Retinoblastoma (RB)

See also: Eye Cancer, L.F. Montgomery Laboratory, Ocular Melanoma Research, Ocular Oncology and Pathology, Ocular Oncology and Pathology Clinical Fellowship

What is retinoblastoma?

Retinoblastoma (RB) is a rare type of eye cancer that mainly affects young children and occurs in one in 20,000 live births. It is a malignant tumor of the retina, the back of the eye. Retinoblastoma can be hereditary or non-hereditary. When inherited, it can affect both eyes and sometimes other organs of the body, whereas the non-hereditary type will usually only affect one eye.

Diagnosing retinoblastoma

Emory Eye Center employs the most advanced technology available for detecting blinding retinal diseases in children.
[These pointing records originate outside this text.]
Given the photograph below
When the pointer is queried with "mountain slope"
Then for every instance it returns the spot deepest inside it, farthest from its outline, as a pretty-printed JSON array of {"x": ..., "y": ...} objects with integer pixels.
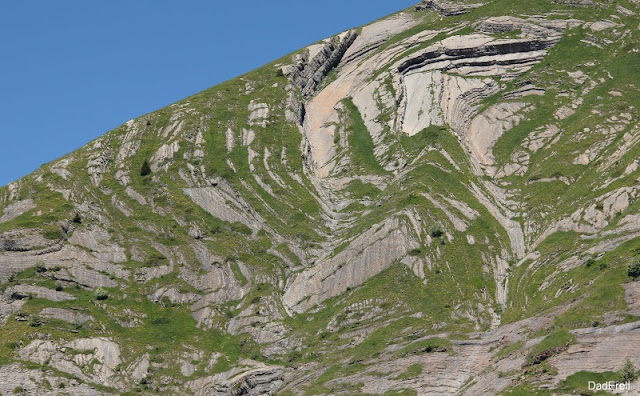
[{"x": 441, "y": 202}]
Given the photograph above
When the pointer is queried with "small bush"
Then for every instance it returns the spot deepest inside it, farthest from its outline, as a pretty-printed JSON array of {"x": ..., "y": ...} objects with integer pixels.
[
  {"x": 634, "y": 269},
  {"x": 145, "y": 169},
  {"x": 100, "y": 294}
]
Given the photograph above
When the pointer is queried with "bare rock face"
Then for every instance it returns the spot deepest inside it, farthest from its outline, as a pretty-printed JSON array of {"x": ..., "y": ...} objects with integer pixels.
[
  {"x": 369, "y": 254},
  {"x": 445, "y": 8},
  {"x": 74, "y": 357},
  {"x": 257, "y": 379},
  {"x": 417, "y": 206},
  {"x": 22, "y": 291},
  {"x": 67, "y": 315},
  {"x": 16, "y": 209}
]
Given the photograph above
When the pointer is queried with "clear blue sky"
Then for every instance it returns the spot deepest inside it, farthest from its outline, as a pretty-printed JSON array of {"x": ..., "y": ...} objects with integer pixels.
[{"x": 73, "y": 70}]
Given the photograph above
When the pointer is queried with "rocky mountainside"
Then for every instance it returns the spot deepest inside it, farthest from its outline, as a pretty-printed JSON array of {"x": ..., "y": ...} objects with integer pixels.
[{"x": 442, "y": 202}]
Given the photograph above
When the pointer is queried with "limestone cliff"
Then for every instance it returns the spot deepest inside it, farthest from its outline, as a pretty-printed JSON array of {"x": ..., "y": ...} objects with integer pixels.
[{"x": 442, "y": 202}]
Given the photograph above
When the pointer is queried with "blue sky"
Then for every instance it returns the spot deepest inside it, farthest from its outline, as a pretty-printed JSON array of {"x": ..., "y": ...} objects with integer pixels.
[{"x": 73, "y": 70}]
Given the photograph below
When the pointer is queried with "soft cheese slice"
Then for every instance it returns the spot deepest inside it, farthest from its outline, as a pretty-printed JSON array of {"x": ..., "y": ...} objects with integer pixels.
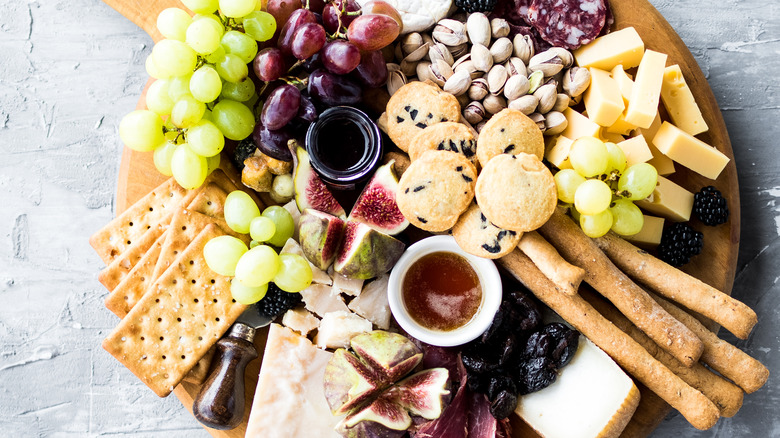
[
  {"x": 592, "y": 397},
  {"x": 289, "y": 400}
]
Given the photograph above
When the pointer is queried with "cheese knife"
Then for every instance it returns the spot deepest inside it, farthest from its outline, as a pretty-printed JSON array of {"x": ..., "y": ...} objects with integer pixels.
[{"x": 220, "y": 402}]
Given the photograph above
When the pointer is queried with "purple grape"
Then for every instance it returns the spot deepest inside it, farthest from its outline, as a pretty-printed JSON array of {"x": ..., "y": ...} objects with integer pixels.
[
  {"x": 281, "y": 106},
  {"x": 340, "y": 57},
  {"x": 272, "y": 142},
  {"x": 307, "y": 111},
  {"x": 372, "y": 70},
  {"x": 307, "y": 40},
  {"x": 333, "y": 90},
  {"x": 297, "y": 18},
  {"x": 269, "y": 64}
]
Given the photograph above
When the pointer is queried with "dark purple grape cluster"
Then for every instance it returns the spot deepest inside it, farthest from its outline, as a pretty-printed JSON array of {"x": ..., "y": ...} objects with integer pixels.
[
  {"x": 517, "y": 355},
  {"x": 338, "y": 45}
]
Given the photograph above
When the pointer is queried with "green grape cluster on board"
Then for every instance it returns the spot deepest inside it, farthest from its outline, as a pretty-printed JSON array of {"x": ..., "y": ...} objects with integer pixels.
[{"x": 601, "y": 188}]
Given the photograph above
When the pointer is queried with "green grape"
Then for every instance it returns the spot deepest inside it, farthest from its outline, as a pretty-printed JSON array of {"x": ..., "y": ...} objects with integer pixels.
[
  {"x": 172, "y": 23},
  {"x": 617, "y": 158},
  {"x": 152, "y": 69},
  {"x": 216, "y": 56},
  {"x": 247, "y": 295},
  {"x": 240, "y": 44},
  {"x": 205, "y": 139},
  {"x": 204, "y": 36},
  {"x": 596, "y": 225},
  {"x": 141, "y": 130},
  {"x": 232, "y": 68},
  {"x": 234, "y": 119},
  {"x": 239, "y": 210},
  {"x": 189, "y": 169},
  {"x": 262, "y": 229},
  {"x": 567, "y": 181},
  {"x": 588, "y": 156},
  {"x": 237, "y": 8},
  {"x": 258, "y": 266},
  {"x": 187, "y": 111},
  {"x": 222, "y": 254},
  {"x": 592, "y": 197},
  {"x": 205, "y": 84},
  {"x": 628, "y": 218},
  {"x": 294, "y": 273},
  {"x": 638, "y": 181},
  {"x": 179, "y": 86},
  {"x": 213, "y": 163},
  {"x": 260, "y": 25},
  {"x": 163, "y": 156},
  {"x": 285, "y": 225},
  {"x": 157, "y": 98},
  {"x": 240, "y": 92},
  {"x": 201, "y": 6},
  {"x": 174, "y": 57}
]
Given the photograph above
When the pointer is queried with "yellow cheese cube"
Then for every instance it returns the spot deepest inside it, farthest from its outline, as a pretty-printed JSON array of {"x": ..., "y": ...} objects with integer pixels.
[
  {"x": 663, "y": 164},
  {"x": 579, "y": 125},
  {"x": 668, "y": 200},
  {"x": 690, "y": 151},
  {"x": 679, "y": 102},
  {"x": 636, "y": 150},
  {"x": 643, "y": 103},
  {"x": 650, "y": 235},
  {"x": 624, "y": 46},
  {"x": 558, "y": 151},
  {"x": 602, "y": 98},
  {"x": 650, "y": 132},
  {"x": 624, "y": 81}
]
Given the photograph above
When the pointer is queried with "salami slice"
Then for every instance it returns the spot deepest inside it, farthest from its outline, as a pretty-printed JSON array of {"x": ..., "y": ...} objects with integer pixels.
[{"x": 568, "y": 23}]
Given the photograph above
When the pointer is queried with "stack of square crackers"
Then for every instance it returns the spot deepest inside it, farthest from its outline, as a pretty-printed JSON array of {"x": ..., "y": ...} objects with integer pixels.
[{"x": 173, "y": 308}]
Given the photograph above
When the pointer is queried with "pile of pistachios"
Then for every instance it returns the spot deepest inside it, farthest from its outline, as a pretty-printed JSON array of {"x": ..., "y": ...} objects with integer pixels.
[{"x": 473, "y": 58}]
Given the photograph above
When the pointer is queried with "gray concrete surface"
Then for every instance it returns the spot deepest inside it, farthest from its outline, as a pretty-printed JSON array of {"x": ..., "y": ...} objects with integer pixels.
[{"x": 69, "y": 70}]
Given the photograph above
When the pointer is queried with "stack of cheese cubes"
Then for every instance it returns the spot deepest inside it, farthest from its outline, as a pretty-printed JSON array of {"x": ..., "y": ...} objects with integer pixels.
[{"x": 625, "y": 110}]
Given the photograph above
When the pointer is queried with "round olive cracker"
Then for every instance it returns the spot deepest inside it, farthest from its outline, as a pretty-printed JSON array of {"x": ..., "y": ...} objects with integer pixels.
[
  {"x": 509, "y": 132},
  {"x": 478, "y": 236},
  {"x": 436, "y": 189},
  {"x": 414, "y": 107},
  {"x": 445, "y": 136},
  {"x": 516, "y": 192}
]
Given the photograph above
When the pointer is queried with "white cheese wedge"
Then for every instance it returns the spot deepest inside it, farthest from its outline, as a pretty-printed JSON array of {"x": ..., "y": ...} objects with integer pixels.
[
  {"x": 338, "y": 328},
  {"x": 592, "y": 397},
  {"x": 289, "y": 400}
]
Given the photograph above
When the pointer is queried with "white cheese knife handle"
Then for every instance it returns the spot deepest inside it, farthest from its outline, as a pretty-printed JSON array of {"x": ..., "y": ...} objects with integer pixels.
[{"x": 220, "y": 403}]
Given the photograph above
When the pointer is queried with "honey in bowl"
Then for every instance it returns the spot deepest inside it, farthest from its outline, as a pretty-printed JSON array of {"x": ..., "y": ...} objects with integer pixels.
[{"x": 441, "y": 291}]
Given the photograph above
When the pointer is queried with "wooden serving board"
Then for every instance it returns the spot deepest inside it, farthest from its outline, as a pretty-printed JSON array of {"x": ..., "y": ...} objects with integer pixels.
[{"x": 715, "y": 266}]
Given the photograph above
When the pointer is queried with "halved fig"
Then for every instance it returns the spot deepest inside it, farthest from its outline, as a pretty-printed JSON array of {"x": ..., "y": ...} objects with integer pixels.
[{"x": 376, "y": 205}]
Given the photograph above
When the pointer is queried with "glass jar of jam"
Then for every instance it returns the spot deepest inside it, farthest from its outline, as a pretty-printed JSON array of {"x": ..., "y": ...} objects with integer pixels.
[{"x": 345, "y": 146}]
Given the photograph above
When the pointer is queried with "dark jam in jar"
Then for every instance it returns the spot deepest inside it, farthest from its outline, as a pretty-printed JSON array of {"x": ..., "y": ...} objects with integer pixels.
[{"x": 441, "y": 291}]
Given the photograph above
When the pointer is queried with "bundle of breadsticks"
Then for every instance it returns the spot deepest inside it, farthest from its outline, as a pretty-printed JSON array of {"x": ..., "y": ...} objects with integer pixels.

Our RetCam 120 camera provides a high-resolution, 120-degree view of the retina. Standard cameras, which provide 30- to 60-degree views, miss the periphery of the retina. This technology is particularly useful for retinoblastoma, which can involve a large portion of the retina. Early detection and medical or surgical intervention can help these children keep their sight, and in the case of retinoblastoma, save their lives.

Clinical care

We offer compassionate, expert care for retinoblastoma by providing the combined expertise of the specialists in our Ocular Oncology and Pathology service, which includes a pediatric retina surgeon, pediatric oncologist, radiation oncologist, genetics counselor and a host of consultants.

Untreated, retinoblastoma can metastasize to other parts of the body, resulting in death. Using current treatment approaches, the survival rate for retinoblastoma now exceeds 90% and more vision is being saved than ever before.